Sua Santità il Dalai Lama: Buddha insegnò, a coloro che considerano questo corpo come qualcosa di piacevole, che in realtà si tratta di sofferenza

Commentario alle “Quattrocento Stanze” o “Le quattrocento strofe sulla Madhyamaka” di Aryadeva, conferito da Sua Santità il Dalai Lama a Dharamsala, India il marzo 1988. Traduzione dal tibetano in italiano di Mariateresa Bianca a Dharamsala. Editing del Dr. Luciano Villa nell’ambito del Progetto “Free Dalai Lama’s Teachings”, approvato direttamente da Sua Santità il Dalai Lama, vedia beneficio di tutti gli esseri senzienti. Ci scusiamo per i possibili errori ed omissioni.

Secondo Capitolo, Versi 26 – 50

Sua Santità il Dalai Lama.

2. Capitolo due:

Come disfarsi del concepire erroneamente [il corpo/i fenomeni] come piacevoli.

26. Benché si realizzi che il corpo è come un nemico,

esso deve essere protetto.

Da una lunga vita condotta correttamente

verranno prodotti grandi meriti.

Sua Santità il Dalai Lama. I saggi comprendono che il proprio corpo è la condizione principale per lo sperimentare i danni interni, inflitti dalle malattie, e quelli esterni, inflitti dalle armi ed è la base per i tre tipi di sofferenza. Di conseguenza, i saggi lo considerano ‘come un nemico’. Lo scopo di proteggerlo è quello di vivere in modo corretto così da completare le due accumulazioni.
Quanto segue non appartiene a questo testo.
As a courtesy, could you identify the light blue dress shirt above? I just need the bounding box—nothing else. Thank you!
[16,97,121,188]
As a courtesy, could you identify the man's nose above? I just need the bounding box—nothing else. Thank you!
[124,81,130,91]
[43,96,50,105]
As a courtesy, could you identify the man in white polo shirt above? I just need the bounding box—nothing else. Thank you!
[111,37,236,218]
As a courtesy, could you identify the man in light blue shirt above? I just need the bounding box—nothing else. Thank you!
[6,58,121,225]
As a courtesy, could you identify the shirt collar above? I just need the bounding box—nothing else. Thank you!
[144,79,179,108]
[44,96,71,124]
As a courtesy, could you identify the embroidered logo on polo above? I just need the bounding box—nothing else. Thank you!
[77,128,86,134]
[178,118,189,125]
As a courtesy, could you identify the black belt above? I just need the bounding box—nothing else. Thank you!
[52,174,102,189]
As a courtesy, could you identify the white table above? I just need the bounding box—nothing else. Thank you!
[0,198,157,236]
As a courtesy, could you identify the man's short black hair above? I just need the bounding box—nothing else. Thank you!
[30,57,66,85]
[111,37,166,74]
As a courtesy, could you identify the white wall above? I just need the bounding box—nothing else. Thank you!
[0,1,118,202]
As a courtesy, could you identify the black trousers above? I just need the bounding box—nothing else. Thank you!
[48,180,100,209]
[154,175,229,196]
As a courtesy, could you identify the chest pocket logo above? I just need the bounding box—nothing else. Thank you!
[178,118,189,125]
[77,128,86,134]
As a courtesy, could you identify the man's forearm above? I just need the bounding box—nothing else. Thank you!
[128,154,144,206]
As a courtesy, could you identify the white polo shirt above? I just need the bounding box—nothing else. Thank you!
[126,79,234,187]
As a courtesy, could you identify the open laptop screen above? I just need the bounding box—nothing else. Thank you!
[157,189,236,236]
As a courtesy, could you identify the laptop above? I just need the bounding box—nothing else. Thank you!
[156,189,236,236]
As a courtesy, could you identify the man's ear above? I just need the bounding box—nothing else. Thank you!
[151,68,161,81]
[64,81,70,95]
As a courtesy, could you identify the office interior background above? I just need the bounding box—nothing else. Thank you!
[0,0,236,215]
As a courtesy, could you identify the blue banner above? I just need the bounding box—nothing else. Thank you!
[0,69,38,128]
27. Se la sofferenza umana deriva dal corpo stesso
e i piaceri derivano da altri fattori,

(per es. il piacere dato dal cibo non è causato dal corpo)

perché ti dedichi a questo guscio, contenitore di sofferenza?

Se pensi che ci sia il modo di eliminare la sofferenza derivata dal corpo e che la felicità sia comunque maggiore:

28. Non si ha tanto benessere (che necessita molto sforzo per essere assicurato)
quanto [si prova] dolore (che sorge con grande facilità/spontaneamente). Dovresti forse minimizzare
quel grande dolore, come se fosse di poco conto?

(No, non è corretto farlo! Contempla invece le sofferenze).

29. Benché gli esseri siano orientati verso la felicità,

(attratti dalla felicità) coloro che la posseggono sono rari. Gli esseri transitori sono come perseguitati dalla sofferenza.

Sua Santità il Dalai Lama. Gli esseri ordinari cercano la felicità e cercano di evitare la sofferenza; ma poiché il nostro corpo è impermanente, transitorio, e si disintegra istante dopo istante, esso è proprio della natura della sofferenza. Di conseguenza è difficile trovare felicità/benessere. È come se gli esseri senzienti fossero ‘perseguitati dalla sofferenza’.

30. La sofferenza viene liberamente, (senza cercarla, senza sforzo) ma quale felicità viene mai spontaneamente? (Mai! non viene per niente senza molto sforzo.)

Perché dunque dai valore a ciò che è raro e non temi ciò che è abbondante?

31. Il corpo che prova piacere (molto raramente ed in modica quantità e qualità) è un ricettacolo di (abbondante) sofferenza. Apprezzare questo corpo è apprezzare un nemico, questi due mi sembrano molto simili.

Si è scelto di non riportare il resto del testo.